In a capitalist sense the state can make decisions in these circumstances for the entire economy and the entire capitalist class. They have the capacity to transcend those internal divisions. This is what Kevin Rudd and Julia Gillard did in the global financial crisis. If you speak to anyone, apart from the Liberal Party, they recognise that Rudd and Gillard's actions allowed the Australian economy to weather the GFC. Private industry, by definition, could not have done it.

We've seen the rise of Jeremy Corbyn in Britain and Bernie Sanders in the US in the past few months. I saw recently that 84% of Democrat voters in Iowa aged 18 to 29 voted for Sanders. This is unprecedented. Do you think the idea of socialism is experiencing a renewal or rebirth?

I wish that were the case, but I am not sure. I think it is more likely that what is going on is just a level of genuine disenchantment so that people are open to alternatives. I look at Corbyn and Sanders and I feel joy.

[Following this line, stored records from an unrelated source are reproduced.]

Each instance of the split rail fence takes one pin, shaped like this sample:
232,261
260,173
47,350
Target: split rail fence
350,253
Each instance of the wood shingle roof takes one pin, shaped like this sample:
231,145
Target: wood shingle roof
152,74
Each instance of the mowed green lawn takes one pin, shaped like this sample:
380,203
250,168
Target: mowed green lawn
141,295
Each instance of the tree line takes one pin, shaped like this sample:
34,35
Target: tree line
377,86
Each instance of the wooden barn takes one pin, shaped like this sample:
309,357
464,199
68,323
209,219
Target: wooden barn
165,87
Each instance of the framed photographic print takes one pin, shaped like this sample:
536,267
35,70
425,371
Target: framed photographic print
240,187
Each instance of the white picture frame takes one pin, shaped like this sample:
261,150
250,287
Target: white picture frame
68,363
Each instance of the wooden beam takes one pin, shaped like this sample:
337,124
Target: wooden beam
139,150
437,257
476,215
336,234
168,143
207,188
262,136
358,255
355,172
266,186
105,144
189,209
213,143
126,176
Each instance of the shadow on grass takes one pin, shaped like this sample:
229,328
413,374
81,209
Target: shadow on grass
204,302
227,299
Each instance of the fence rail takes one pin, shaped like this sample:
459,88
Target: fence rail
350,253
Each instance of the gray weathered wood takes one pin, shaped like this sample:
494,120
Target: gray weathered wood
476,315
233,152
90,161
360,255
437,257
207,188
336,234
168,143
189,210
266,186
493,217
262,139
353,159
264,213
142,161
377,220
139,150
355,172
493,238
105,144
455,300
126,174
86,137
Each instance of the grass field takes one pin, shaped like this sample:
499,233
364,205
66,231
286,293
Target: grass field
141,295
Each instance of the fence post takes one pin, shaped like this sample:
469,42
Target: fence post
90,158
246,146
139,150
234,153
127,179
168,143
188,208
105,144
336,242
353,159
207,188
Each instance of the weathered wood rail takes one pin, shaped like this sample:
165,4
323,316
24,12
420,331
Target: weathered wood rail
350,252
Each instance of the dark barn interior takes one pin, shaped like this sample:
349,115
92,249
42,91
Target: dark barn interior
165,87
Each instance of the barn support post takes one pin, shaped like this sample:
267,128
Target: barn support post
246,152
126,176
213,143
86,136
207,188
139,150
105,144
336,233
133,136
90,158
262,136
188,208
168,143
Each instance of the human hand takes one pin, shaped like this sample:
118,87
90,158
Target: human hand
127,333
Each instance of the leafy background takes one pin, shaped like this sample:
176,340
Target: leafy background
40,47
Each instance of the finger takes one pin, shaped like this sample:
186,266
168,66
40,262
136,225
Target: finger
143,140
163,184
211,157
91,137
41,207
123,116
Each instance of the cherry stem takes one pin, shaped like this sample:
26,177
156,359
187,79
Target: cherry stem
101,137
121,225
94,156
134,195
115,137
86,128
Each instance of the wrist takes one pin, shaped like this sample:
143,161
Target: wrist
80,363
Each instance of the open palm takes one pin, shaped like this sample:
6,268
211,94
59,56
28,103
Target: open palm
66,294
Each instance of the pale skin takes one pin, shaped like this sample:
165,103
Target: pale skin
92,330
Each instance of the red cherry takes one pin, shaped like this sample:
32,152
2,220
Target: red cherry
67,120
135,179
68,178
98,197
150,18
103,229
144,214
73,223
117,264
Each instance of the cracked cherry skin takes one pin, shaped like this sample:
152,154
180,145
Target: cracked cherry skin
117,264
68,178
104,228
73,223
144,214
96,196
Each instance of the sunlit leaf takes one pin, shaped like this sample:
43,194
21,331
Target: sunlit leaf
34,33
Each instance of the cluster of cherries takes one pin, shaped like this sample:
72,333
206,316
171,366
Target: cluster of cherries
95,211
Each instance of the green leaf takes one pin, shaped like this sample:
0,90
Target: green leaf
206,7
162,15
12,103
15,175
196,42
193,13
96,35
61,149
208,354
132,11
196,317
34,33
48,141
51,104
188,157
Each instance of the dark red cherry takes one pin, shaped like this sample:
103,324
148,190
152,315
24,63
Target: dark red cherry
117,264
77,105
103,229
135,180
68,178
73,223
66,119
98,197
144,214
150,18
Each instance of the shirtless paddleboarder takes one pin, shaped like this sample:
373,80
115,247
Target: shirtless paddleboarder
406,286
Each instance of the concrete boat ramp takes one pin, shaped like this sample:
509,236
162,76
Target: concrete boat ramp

Don't get me wrong, I think it is wonderful to see.

But the thing that worries me, and the thing we need to keep in mind, is that we are not seeing a corresponding spike in union density or in industrial unrest or in wins for our side. We are seeing an environmental movement that continues to grow but many of the other social movements are stagnant or going backwards.

Part of me is concerned that changes in voting patterns reflects the desire to see something different but there's a lack of confidence in [people believing in] their own capacity to act.

The challenge for Corbyn and Sanders and for other progressive forces is to understand that half their role is to build the social movements they come from. If you don't do that, you might win the battle of the election but you'll lose the war overall.